By inhibiting mTOR, ULK1 and macroautophagy are activated. In addition, inhibition of LRRK2 kinase induces autophagy in cells by phosphorylating ULK1 on Ser758. LRRK2 inhibition leads to mTOR-ULK1/2 pathway inhibition. In addition, prolonged inhibition of LRRK2 causes activation a feedback loop that suppresses ULK1 or mTOR.

Activation mTOR–ULK1 under LEP and EE results with the restoration ULK1 phosphorylation. Torin-1 is able to inhibit ULK1 phosphorylation in H4 cells but not LRRK2 inhibition. LRRK2 inhibition was similar to LRRK1 inhibitors in terms of its effects on autophagy. However LRRK2in1 did not show any mTOR/ULK1/ULK1 interaction during cell culture.

The initiation of mitophagy and its progression after mitochondrial injury is controlled by the AMPK/ULK1 axis. AMPK activation at ULK1 via PINK1-dependent phosphorylation Parkin required for rapid maximal Parkin phosphorylation with PINK1. Although AMPK was previously thought not to be involved in mitophagy at all, previous studies have not excluded any other targets/functions for AMPK during the initial hour.

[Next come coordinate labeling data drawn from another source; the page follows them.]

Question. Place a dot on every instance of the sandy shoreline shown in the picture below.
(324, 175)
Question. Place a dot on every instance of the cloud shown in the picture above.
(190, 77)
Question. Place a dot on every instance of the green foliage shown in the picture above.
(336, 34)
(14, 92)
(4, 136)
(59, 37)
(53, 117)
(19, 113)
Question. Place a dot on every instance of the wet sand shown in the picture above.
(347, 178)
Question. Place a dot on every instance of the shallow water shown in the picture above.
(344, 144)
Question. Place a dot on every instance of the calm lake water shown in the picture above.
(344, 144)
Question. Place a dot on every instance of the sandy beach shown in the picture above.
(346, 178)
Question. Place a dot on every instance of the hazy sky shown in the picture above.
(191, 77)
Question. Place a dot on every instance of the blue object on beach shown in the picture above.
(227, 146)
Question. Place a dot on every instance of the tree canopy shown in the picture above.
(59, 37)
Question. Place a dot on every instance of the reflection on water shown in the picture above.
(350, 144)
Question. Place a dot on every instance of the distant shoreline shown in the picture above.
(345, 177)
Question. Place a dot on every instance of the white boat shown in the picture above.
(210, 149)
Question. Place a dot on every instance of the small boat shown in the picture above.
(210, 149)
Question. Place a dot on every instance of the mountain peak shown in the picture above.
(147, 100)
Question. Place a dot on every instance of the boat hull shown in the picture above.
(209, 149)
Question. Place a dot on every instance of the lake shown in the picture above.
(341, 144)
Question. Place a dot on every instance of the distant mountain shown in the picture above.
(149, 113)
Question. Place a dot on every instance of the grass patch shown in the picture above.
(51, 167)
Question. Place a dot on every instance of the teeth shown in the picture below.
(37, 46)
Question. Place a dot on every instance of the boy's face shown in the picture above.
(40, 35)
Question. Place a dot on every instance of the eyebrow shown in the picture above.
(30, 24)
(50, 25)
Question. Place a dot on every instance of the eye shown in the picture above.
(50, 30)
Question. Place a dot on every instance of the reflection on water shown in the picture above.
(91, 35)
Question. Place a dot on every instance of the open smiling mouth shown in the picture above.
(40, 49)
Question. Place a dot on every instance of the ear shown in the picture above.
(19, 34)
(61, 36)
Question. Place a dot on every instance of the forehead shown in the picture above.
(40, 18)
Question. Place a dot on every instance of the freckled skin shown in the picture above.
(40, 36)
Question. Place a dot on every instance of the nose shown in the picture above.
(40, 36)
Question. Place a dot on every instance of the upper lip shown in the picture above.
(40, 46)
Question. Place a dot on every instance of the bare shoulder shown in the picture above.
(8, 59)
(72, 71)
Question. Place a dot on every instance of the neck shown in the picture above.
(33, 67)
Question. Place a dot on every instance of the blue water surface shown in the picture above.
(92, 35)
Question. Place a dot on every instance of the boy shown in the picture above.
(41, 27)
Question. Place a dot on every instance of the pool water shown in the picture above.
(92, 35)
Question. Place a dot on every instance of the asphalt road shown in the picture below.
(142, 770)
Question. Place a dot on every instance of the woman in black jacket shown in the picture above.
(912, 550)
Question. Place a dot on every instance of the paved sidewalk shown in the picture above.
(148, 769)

Autophagy starts with the AMPK mTOR-ULK1 axis. It controls the synthesis ubiquitin dependent proteins and the activation dopaminergic neural cells. AMPK-mTOR-ULK1/2 axis also controls innate immune responses. Further research is needed regarding the role played by ULK1 in activating Parkin.

LEP saved myocardial function during exercise-induced myocardial infarction and reduced myocardial damage. LEP decreased the effect of autophagy inhibitions in the W+LEP+EE-group. LEP-treated cells also showed protection from myocardial damage, and HBFP-positive staining revealed a crimson-red patchy appearance.

TNFRSF25 marks autophagy

Boster Bio TNFRSF25 identifies a cell’s capacity to enter autophagy. This is a highly efficient method to recycle domestic cellular components for nutrients and energy. Autophagy is crucial for cell homeostasis, stress responses, as well as multiple proteins that play key roles in bone cell survival and osteoblast growth.

Researchers who are interested using this marker to aid their research are encouraged not only to submit results but also samples, species, and applications. Boster Bio will provide links to their published resources. These resources are available to researchers from any country or institution. These resources may be shared with fellow researchers or students at no cost if they cite Boster Bio and link to it. Researchers from all over the world can use Boster Bio's TNFRSF25 marker in order to analyze autophagy.